[liberationtech] The status of SMTP security in email communication infrastructures
Moritz Bartl
moritz at headstrong.de
Mon Aug 26 04:00:47 PDT 2013
> - which of them offer SMTP/TLS when sending email?
> - which of them accept SMTP/TLS when receiving email?
One of the problems with the current configuration of mail servers
(STARTTLS) is that any active attacker can modify the STARTTLS command
and turn the session into plaintext without anyone noticing.
We should also analyze what ciphers are used for TLS sessions. For
example, Fabios mail, sent via Google, did not use a perfect forward
secret cipher:
Received: from mail-ee0-f52.google.com (mail-ee0-f52.google.com
[74.125.83.52])
(using TLSv1 with cipher RC4-SHA (128/128 bits))
(No client certificate requested)
by mailman.stanford.edu (Postfix) with ESMTPS id C360820074D
Whereas the connection from the stanford list mailserver to my
mailserver used a modern TLS connection and a perfect forward secret cipher:
Received: from smtp.stanford.edu (smtp1.Stanford.EDU [171.67.219.81])
(using TLSv1.2 with cipher AECDH-AES256-SHA (256/256 bits))
(No client certificate requested)
by mail.headstrong.de (Postfix) with ESMTPS id 5107C1C0013B
Does anyone have contacts at Gmail, Fastmail, or any other large mail
provider that would be interested in conducting a study? At least
Postfix logs TLS information to mail.log by default, and can be
configured to add the above TLS information to mail headers.
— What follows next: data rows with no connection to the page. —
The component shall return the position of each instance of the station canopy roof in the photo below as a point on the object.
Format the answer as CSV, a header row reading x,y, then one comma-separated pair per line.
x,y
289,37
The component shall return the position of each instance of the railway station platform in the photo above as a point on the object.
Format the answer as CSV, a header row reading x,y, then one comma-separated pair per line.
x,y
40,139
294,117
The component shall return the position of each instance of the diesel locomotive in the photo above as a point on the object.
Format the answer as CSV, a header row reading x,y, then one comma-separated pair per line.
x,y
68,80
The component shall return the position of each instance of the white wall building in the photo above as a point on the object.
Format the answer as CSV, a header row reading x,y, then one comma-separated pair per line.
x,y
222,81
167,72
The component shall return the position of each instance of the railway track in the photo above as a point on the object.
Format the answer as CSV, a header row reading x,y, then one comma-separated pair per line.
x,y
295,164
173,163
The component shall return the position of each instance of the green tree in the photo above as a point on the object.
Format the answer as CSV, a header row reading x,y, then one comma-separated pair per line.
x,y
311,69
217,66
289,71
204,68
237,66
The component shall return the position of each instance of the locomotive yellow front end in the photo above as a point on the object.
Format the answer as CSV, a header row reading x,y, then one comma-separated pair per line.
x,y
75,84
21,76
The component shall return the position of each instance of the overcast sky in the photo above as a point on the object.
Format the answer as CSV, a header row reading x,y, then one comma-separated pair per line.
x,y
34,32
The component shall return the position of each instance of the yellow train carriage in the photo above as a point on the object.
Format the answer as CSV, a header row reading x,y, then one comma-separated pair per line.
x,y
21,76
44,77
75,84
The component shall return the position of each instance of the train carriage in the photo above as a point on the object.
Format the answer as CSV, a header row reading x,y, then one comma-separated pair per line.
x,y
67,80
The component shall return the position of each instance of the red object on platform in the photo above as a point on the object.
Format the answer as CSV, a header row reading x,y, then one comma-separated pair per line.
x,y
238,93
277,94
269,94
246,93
To advance mail server security, I think the following would be
beneficial: Configure your mail server to accept old ciphers and non-TLS
sessions (from a cursory analysis of my inbox, this is sadly necessary;
not even Facebook or Twitter use TLS), but, at least for non-TLS
sessions, email both the sender and postmaster at senderdomain and inform
them about their deprecated setup (and point them to relevant guides).
Maybe even for non-PFS ciphers.
Technically, my idea was to set recipient_bcc_maps in Postfix and
deliver a copy of every incoming mail to a local script. The script then
parses Received-headers for TLS information, keeps a hashed database of
sender domains and senders around to not spam senders too much, and
sends out notifications.
Anyone interested in contributing such a script?
Also, we could use someone to simply parse mail.log and generate some
statistics from that. We're not aware of any such statistics.